Solon now has the largest Chinese language school in the region. Founded in 1995 with 30 students, its enrollment now tops 400. (Wang, who is Taiwanese, sends her two junior high-age children to a separate language school in Mayfield Village.) Most parents are immigrants from mainland China, and have good jobs in medicine, engineering and technology.
High-paying industries located on the East Side draw Chinese-American professionals there. Wang's husband, who has a Ph.D. in medical engineering and works for a medical equipment maker in Highland Heights, came to the U.S. in 1989 to study for his advanced degree. Wang, who then had a bachelor's degree in language and literature from a Chinese university, followed him. Once here, she decided she needed more education if she wanted to work in the U.S. She entered a graduate business program and majored in accounting, ultimately finding work as a loan officer at an Akron-based mortgage brokerage.
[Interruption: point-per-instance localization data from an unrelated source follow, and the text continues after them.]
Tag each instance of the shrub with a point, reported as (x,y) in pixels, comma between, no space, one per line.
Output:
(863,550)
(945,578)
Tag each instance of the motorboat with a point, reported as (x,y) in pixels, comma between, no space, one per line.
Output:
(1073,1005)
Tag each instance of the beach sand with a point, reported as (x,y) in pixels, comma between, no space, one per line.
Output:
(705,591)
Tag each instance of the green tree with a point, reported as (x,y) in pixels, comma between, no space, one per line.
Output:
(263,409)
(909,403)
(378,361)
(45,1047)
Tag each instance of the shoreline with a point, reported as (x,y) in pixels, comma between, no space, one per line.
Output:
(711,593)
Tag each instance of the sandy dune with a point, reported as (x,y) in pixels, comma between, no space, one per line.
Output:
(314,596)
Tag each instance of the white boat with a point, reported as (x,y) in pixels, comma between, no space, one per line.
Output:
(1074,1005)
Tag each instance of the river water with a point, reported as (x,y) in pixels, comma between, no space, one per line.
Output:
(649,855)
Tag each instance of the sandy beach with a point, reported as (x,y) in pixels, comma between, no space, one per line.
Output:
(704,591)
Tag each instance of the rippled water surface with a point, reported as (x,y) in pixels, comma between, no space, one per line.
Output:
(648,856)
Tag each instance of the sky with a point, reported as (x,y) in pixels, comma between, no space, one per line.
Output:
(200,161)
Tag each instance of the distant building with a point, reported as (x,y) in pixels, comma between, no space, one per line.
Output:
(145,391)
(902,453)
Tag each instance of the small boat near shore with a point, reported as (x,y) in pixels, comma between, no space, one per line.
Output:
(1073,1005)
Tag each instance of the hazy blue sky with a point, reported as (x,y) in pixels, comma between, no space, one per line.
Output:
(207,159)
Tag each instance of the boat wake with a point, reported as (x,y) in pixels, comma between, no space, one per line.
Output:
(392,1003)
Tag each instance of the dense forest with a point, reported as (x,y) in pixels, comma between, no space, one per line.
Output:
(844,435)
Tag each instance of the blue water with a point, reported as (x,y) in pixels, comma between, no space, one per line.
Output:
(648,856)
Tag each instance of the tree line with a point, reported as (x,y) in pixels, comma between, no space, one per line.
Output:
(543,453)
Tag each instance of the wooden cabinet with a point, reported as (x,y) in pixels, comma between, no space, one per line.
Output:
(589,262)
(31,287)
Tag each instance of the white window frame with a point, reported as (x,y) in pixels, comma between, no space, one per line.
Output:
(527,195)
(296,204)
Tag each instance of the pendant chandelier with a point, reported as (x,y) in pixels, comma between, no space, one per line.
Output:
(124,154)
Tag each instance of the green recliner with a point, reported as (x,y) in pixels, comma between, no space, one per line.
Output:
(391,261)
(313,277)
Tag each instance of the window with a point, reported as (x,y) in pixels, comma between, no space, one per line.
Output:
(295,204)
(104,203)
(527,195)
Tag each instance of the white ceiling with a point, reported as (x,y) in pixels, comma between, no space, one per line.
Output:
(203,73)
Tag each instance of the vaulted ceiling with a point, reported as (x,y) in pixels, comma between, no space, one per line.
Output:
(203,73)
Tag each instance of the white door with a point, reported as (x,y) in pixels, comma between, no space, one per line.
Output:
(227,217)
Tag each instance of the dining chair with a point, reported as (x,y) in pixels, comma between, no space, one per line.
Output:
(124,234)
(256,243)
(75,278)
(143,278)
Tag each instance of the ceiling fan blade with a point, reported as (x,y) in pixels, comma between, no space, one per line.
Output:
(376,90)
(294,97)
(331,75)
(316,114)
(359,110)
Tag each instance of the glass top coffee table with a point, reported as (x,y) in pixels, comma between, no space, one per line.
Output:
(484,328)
In time, she earned a roster of Chinese-American clients and branched out on her own. She opened her own business, purchasing a brass placard that reads: "First Integrity Financial Services" in both English and Chinese. She rented office space in Solon, less than 15 minutes from her home.
Almost every week, Wang's life intersects with poorer Chinese immigrants, many of whom have come to the United States under family-reunification visas, but with much less education. They live near downtown Cleveland's Chinatown, often at the poverty level, and, like their predecessors, still come to work in family-owned businesses.
Cleveland's Chinatown, located along Payne, Superior and St. Clair avenues and stretching from East 30th to East 40th streets, is a constellation of restaurants, bakeries and laundries, all with signs first in Mandarin Chinese. Roughly in the center is Asia Plaza, which houses jewelry kiosks, community organization offices such as Japan Society, an herbal medicine seller and the flagship Li Wah Restaurant.
The city's first Chinese language school is a few blocks away, located in a church basement. Its roster of students has been slowly declining in number. Unable to charge more fees from working-class parents, the school is struggling financially. From a peak of 120 students in 1990, it now has about 65.
One reason is that many families, after learning of the Solon school, are sending their children there. But Chinatown remains a commercial hub for Greater Cleveland's Chinese immigrant community. It's still where Wang and her wealthier compatriots drive in once a week to shop, eat and stock up on groceries.